Detection of Morphine and Opioids in Fingernails: Immunohistochemical Analysis and Confirmation with Ultra-High-Performance Liquid Chromatography Coupled with High-Resolution Mass Spectrometry

Abstract

This study aimed to investigate the detection of morphine in fingernails from forensic autopsies using immunohistochemistry (IHC), with confirmation by ultra-high-performance liquid chromatography coupled with high-resolution mass spectrometry (UHPLC-HRMS). A primary antibody specific to morphine and a secondary antibody conjugated to horseradish peroxidase (HRP) was used. IHC on specimens of Subjects A and B (both drug addicts) resulted in the detection of morphine on a cell layer of the nail plate matrix. UHPLC-HRMS and GC-MS analysis showed that Subject A had a morphine concentration of 0.35 ng/mg in the fingernail and 472 ng/mL in the blood, while Subject B reached 1.23 ng/mg in the fingernail and 360 ng/ml in the blood. Most of those matrices were positive for codeine, methadone, EDDP, and 6-MAM. The use of IHC in Subject C (a former addict) showed no positivity for morphine in the fingernail, while the UHPLC-HRMS analysis confirmed its absence in the fingernail and blood. Additionally, an analysis of the scalp or pubic hair of the subjects was carried out using UHPLC-HRMS. The results suggest that IHC can be used to establish the site of accumulation of morphine in the nail matrix; for postmortem diagnosis; and that basic substances can be detected by UHPLC-HRMS. There are no previous studies on the use of IHC as a technique for forensic purposes in unconventional matrices, such as nails.

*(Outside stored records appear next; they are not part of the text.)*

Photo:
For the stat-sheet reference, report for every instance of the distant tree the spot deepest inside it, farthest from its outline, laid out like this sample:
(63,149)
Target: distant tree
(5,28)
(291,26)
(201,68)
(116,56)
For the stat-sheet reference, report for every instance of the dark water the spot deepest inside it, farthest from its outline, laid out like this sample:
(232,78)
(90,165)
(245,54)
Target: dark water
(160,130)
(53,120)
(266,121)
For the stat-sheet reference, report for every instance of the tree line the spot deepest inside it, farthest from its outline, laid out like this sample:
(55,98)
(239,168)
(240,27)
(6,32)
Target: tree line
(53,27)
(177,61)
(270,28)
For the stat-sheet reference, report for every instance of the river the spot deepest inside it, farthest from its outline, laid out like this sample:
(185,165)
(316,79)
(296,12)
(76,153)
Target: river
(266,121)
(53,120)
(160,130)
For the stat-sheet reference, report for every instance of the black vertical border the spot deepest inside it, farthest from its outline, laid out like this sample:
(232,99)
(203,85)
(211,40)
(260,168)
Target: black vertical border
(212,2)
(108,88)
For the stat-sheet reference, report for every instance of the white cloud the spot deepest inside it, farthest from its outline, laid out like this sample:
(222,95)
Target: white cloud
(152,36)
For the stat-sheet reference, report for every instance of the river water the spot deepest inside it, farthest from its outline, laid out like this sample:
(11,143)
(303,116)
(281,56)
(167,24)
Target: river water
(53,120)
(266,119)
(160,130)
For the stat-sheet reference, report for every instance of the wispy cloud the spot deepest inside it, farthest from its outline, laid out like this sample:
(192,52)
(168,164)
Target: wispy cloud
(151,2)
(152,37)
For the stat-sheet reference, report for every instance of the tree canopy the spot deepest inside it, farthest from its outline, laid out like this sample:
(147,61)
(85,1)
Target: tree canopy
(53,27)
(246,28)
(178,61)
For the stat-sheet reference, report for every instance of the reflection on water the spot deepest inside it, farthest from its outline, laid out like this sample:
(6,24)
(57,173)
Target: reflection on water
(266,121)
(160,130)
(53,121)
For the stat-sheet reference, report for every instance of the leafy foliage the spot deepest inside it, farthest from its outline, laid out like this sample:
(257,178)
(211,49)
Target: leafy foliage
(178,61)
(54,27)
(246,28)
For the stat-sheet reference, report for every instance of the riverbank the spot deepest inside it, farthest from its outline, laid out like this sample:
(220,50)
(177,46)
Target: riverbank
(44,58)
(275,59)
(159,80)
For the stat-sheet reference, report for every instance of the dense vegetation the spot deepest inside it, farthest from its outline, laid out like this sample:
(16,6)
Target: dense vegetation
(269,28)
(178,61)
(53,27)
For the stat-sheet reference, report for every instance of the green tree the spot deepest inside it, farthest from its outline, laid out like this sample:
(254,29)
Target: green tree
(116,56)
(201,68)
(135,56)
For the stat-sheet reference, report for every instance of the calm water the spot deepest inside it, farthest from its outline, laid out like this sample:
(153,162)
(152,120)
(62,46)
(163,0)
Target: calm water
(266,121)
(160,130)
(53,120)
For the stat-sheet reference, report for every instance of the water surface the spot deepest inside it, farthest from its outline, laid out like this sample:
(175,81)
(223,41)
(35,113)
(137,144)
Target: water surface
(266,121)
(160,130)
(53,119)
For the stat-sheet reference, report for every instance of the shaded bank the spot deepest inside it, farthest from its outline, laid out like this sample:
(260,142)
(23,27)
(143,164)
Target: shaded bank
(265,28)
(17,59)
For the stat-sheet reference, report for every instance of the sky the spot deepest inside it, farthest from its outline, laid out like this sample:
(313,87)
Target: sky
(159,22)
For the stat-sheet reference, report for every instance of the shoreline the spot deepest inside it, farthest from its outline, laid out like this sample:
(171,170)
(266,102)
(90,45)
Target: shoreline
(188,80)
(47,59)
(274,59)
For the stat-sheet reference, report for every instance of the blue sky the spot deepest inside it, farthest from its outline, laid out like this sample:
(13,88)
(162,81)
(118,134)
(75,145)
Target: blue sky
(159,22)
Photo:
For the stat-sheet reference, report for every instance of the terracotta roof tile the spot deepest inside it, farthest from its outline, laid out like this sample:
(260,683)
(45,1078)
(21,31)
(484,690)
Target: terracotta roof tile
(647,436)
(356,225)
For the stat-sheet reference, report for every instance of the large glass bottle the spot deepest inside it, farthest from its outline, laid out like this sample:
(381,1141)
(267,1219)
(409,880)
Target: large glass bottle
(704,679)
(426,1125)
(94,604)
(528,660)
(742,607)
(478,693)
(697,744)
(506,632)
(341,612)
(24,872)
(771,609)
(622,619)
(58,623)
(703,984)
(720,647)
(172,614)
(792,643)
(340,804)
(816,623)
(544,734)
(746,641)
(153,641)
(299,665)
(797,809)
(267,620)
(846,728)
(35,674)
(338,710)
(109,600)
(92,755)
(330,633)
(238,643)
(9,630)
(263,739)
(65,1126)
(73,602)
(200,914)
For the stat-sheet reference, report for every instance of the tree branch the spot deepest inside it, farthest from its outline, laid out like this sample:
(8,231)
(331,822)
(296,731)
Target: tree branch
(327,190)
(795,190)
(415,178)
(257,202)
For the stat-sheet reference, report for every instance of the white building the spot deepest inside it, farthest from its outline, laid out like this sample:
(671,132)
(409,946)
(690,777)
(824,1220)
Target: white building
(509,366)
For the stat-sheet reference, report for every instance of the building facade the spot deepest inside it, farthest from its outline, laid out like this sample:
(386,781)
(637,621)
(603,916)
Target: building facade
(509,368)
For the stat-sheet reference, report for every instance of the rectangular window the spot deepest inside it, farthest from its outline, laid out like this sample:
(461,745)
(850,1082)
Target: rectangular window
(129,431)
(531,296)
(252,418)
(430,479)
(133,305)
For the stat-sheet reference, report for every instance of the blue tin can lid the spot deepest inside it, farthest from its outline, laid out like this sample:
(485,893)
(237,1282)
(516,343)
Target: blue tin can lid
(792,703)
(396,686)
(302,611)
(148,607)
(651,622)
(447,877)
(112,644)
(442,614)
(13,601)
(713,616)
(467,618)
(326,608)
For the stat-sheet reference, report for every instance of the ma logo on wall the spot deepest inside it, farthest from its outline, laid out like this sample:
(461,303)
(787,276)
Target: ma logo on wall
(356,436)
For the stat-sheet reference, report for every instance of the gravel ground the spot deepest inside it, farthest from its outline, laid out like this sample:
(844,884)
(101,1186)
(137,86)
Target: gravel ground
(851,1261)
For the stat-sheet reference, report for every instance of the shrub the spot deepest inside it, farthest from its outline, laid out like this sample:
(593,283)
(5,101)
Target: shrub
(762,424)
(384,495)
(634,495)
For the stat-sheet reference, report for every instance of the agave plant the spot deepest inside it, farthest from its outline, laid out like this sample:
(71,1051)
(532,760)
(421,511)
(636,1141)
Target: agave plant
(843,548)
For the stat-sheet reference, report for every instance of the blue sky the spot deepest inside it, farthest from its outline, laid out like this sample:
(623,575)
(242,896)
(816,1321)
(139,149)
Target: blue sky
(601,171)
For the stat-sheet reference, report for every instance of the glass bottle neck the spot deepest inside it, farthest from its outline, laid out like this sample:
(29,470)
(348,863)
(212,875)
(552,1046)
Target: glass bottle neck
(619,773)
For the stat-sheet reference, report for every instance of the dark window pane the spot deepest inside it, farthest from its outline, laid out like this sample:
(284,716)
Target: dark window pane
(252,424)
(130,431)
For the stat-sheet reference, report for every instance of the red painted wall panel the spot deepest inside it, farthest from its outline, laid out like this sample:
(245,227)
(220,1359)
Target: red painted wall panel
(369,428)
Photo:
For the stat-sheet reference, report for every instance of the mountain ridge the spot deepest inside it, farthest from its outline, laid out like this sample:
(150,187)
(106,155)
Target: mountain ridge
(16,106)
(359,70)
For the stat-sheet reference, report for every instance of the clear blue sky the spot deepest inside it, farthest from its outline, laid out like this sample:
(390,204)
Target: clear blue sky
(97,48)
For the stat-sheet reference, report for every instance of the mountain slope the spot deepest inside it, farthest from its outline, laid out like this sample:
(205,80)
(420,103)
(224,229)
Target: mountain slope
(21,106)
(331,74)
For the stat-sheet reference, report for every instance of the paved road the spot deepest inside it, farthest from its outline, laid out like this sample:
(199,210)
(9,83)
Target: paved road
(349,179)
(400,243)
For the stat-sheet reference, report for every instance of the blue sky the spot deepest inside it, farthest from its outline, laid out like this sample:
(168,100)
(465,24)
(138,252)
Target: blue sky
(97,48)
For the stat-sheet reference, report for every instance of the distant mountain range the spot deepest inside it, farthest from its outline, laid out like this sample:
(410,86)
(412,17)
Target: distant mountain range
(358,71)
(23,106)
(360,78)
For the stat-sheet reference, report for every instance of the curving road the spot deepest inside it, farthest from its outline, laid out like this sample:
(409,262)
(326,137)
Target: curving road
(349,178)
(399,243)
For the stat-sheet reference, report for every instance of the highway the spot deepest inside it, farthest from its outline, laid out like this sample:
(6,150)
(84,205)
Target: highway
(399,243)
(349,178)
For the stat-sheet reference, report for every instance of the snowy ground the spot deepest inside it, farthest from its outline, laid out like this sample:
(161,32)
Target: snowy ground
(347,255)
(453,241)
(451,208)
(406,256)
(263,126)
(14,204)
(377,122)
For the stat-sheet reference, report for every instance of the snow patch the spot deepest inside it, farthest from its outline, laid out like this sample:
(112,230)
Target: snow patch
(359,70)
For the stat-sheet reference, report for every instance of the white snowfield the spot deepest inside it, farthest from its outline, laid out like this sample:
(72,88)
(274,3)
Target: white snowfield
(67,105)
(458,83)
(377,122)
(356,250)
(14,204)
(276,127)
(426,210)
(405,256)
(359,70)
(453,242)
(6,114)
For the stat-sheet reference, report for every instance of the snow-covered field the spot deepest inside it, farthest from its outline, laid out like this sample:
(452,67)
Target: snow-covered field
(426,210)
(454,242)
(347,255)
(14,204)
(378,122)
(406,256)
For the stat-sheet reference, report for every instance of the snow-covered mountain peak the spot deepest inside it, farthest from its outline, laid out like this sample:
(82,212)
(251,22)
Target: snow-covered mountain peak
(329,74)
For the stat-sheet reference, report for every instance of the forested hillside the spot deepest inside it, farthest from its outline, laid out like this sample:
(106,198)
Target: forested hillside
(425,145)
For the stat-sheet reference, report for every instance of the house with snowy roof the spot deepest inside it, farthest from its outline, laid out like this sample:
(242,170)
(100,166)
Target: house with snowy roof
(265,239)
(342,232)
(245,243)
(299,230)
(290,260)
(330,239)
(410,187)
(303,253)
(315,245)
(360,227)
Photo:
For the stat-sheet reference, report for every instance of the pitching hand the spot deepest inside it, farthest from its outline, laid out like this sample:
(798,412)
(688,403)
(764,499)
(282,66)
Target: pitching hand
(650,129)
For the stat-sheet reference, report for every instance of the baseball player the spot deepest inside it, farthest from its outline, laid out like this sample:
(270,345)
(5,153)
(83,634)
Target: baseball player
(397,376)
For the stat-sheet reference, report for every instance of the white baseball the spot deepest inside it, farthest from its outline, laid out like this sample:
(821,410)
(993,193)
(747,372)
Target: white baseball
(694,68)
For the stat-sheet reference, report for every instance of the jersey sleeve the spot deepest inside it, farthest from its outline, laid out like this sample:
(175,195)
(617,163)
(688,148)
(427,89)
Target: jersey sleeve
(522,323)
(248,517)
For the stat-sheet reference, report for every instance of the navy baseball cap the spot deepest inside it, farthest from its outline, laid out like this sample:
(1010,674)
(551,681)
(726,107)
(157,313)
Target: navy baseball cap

Keywords: fingernails; forensic toxicology; high-resolution mass spectrometry; immunohistochemistry; morphine; opioids; ultra-high-performance liquid chromatography; unconventional matrices.

Figure 1

Immunoperoxidase staining for Sheep Anti-Morphine in the fingernail of Subject A. FigPicture (a) shows the 4× magnification, while picture (b) shows the 10× magnification. The figure shows the cytoplasmic staining of nail matrix cells of Subject A, indicating morphine positivity, shown in particular by a black arrow on the 10× picture.

Figure 2

Immunoperoxidase staining for Sheep Anti-Morphine in the fingernail of Subject B, 10× magnification; the picture shows the peroxidase reaction across the nail matrix cells of Subject B, indicating morphine positivity, shown in particular by a black arrow.

Figure 3

Immunoperoxidase staining for Sheep Anti-Morphine in the fingernail of Subject A, 10× magnification. The immunohistochemistry protocol has been modified to observe the presence of any non-specific reaction; in this figure the primary antibody has been used, while the secondary antibody conjugated to the peroxidase enzyme has not been used.

Figure 4

Immunoperoxidase staining for Sheep Anti-Morphine in the fingernail of Subject A, 10× magnification. The immunohistochemistry protocol has been modified to observe the presence of any non-specific reaction; in this figure the primary antibody has not been used, while the secondary antibody conjugated to the peroxidase enzyme has been used.

Figure 5

Immunoperoxidase staining for Sheep Anti-Morphine in the fingernail of Subject C, 10× magnification. The pictures show an absence of positivity for morphine in the nail matrix cells. Counterstaining with hematoxylin. Primary Ab: Polyclonal anti-Morphine Antibody produced in Sheep, dil. 1:100. Secondary Ab: Monoclonal Anti-Goat/Sheep IgG-Peroxidase Antibody produced in Mouse, dil. 1:100, original magnification: 10×.

Figure 6

Immunoperoxidase staining for Sheep Anti-Morphine in the fingernail of Subject C, 10× magnification. The pictures show an absence of positivity for morphine in the nail matrix cells. Counterstaining with hematoxylin. Primary Ab: Polyclonal anti-Morphine Antibody produced in Sheep, dil. 1:100. Secondary Ab: Monoclonal Anti-Goat/Sheep IgG-Peroxidase Antibody produced in Mouse, dil. 1:100, original magnification: 10×.